By Cliff Justice, U.S. leader of KPMG’s Shared Services and Outsourcing Advisory network
Most organizations have succeeded in achieving initial cost savings by adopting an outsourcing or shared services model. However, companies that are looking to realize deeper, sustainable benefits from their outsourcing and shared services model should consider a new approach which looks at the global organization holistically.
Getting the EGE Although companies often consider cost savings as the end-goal, outsourcing and shared services arrangements can be tools to create real business value and a competitive advantage well beyond the cost saving aspect. The key to unlocking this value is creating an Extended Global Enterprise (EGE), where the right balance of shared, outsourced and retained services are compiled within a common service delivery framework.
The EGE framework helps companies increase their agility and flexibility, tap into new capabilities and innovations, and gain access to new markets. Consider how just-in-time (JIT) revolutionized manufacturing or how cloud computing is transforming IT. Similarly, the EGE framework is changing the way technology and services are purchased, priced and delivered. And like JIT and cloud computing, the EGE is based upon the principle that companies can access a global network of capabilities and a pool of configurable resources, which can be quickly provisioned to meet evolving market conditions and business objectives.
How the EGE is Different
There are four key differences between the EGE framework and the traditional approach to outsourcing and shared services delivery.
• The EGE is driven by customer need rather than dictated by traditional structure.
The EGE relies on the ability to assemble a variety of capabilities – regardless of where those capabilities reside – into a seamless, end-to-end process. Organizational and geographical boundaries are less relevant, and collaboration becomes essential. It’s driven by customer need – the way the service is consumed – instead of dictated by traditional structure.
• One-size-fits-all service offerings are replaced with a portfolio of retained, outsourced, and centralized service offerings with tiered, tailored, and bundled services across functions.
The EGE takes advantage of companies’ recently expanded options for addressing their service needs. Centers of excellence (CoE) are rapidly becoming critical to the business, providing a framework for bringing together subject matter experts, systems and processes from disparate functional areas. At the same time, technologies and standards such as virtualization, Software as a Service (SaaS), Service Oriented Architecture (SOA) and single instance ERP can facilitate the integration of disparate systems, making it faster and easier to add new capabilities. This technology also makes the physical location of systems completely irrelevant. But to be effective, the services offerings must be carefully selected, balanced and integrated into the overall portfolio.
• Simple vendor management is replaced with a more sophisticated Services Portfolio Management (SPM) organization.

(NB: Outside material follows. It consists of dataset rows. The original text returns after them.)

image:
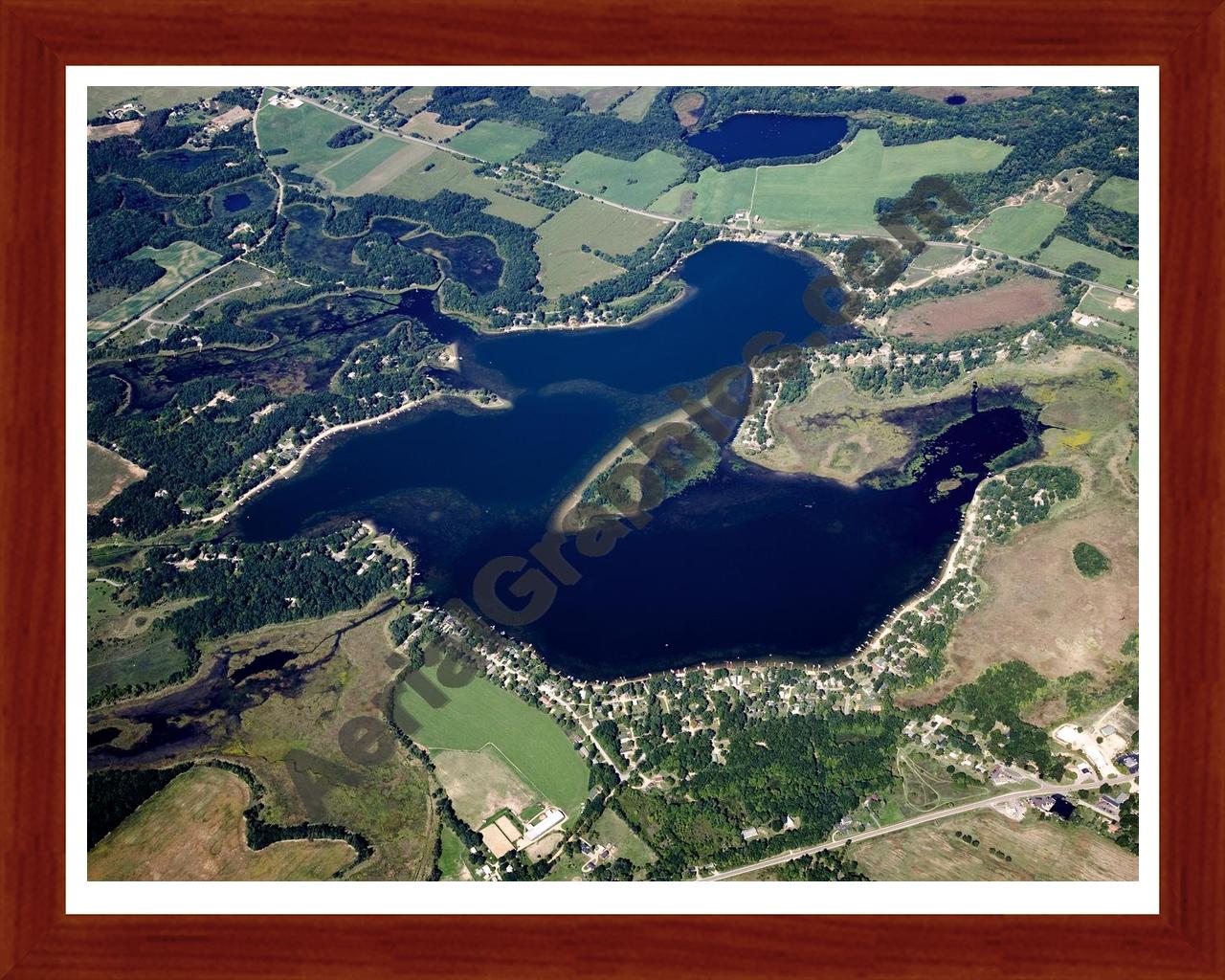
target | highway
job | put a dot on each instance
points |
(950, 812)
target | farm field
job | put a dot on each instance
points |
(1019, 301)
(182, 261)
(103, 97)
(480, 713)
(193, 830)
(839, 193)
(440, 170)
(634, 107)
(630, 183)
(1115, 271)
(233, 276)
(414, 100)
(493, 140)
(427, 125)
(1040, 850)
(1019, 231)
(595, 99)
(1121, 193)
(107, 473)
(363, 170)
(714, 197)
(565, 266)
(836, 193)
(302, 131)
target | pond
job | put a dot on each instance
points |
(768, 135)
(746, 564)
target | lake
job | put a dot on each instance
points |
(746, 564)
(768, 135)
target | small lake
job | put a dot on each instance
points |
(746, 564)
(768, 135)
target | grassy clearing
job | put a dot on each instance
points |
(441, 170)
(364, 160)
(838, 193)
(480, 713)
(302, 131)
(714, 197)
(565, 267)
(100, 99)
(193, 830)
(493, 140)
(107, 473)
(1121, 193)
(1040, 850)
(182, 261)
(634, 107)
(1019, 231)
(630, 183)
(234, 276)
(1114, 271)
(612, 830)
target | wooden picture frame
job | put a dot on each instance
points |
(39, 38)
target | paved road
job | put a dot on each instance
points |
(950, 812)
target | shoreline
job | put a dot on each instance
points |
(291, 468)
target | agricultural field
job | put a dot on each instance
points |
(1121, 274)
(413, 100)
(1019, 301)
(630, 183)
(1041, 849)
(302, 131)
(495, 141)
(193, 830)
(1121, 193)
(480, 714)
(441, 170)
(634, 107)
(595, 99)
(565, 266)
(427, 126)
(1019, 231)
(714, 197)
(836, 193)
(182, 261)
(100, 99)
(232, 278)
(107, 473)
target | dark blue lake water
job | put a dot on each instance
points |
(746, 564)
(758, 135)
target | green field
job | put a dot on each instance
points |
(362, 160)
(479, 713)
(1121, 193)
(1115, 271)
(838, 193)
(630, 183)
(634, 107)
(493, 140)
(182, 261)
(714, 197)
(304, 132)
(441, 170)
(565, 266)
(100, 99)
(1019, 231)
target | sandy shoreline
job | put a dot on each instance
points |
(293, 467)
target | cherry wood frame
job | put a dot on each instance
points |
(38, 38)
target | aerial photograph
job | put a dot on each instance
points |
(582, 484)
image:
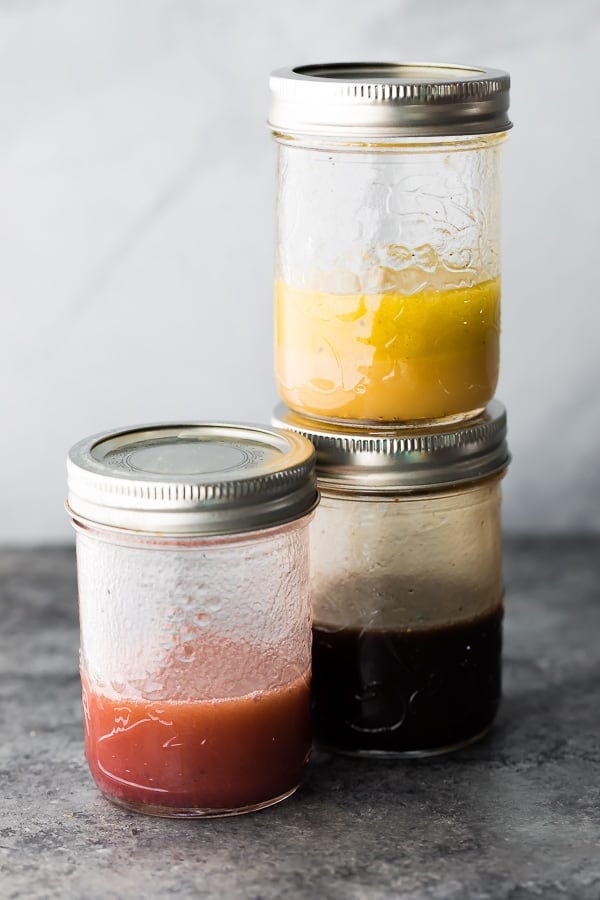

The shift from managing individual functions to managing a portfolio of service offerings requires the creation of a centralized, end-to-end Services Portfolio Management (SPM) organization. Just as an investment portfolio needs constant management to adjust holdings as market conditions and companies evolve, a company’s services portfolio must be periodically realigned to reflect changing business objectives and strategies. The goal of the SPM organization is to:
o Establish superior governance
o Facilitate collaboration
o Foster competition
o Reduce risk
o Optimize return
• The goal of the EGE is to increase agility and competitive advantage – not simply cost cutting.
However, saving money hasn’t taken a back seat. With continual governance and performance improvements, along with process and technology enhancements, organizations may realize additional cost savings with the EGE, even 15 to 20%, depending on the entity’s cost framework prior to implementation.
A Failure to Transform
While the benefits of EGE are easy to see, moving to the new model requires a significant effort and commitment from the top. It’s not easy to persuade managers who have just reduced support costs by up to 30 percent with a traditional sourcing model to revisit issues they thought were resolved, and in some cases, to redo or even undo much of the work that led to their success. And on the other side of equation, support vendors typically have competing agendas.
And as with any organizational change, the EGE is not accomplished overnight, but is an ongoing process requiring special skills, broad expertise, and a roadmap to build capabilities and sophistication over time.
Frequently this change has been termed a “business transformation,” but a more apt term may be “business simplification.” Instead of a siloed and redundant approach with fragmented planning, the end result is a single, common strategy within a common services delivery framework to achieve a common goal.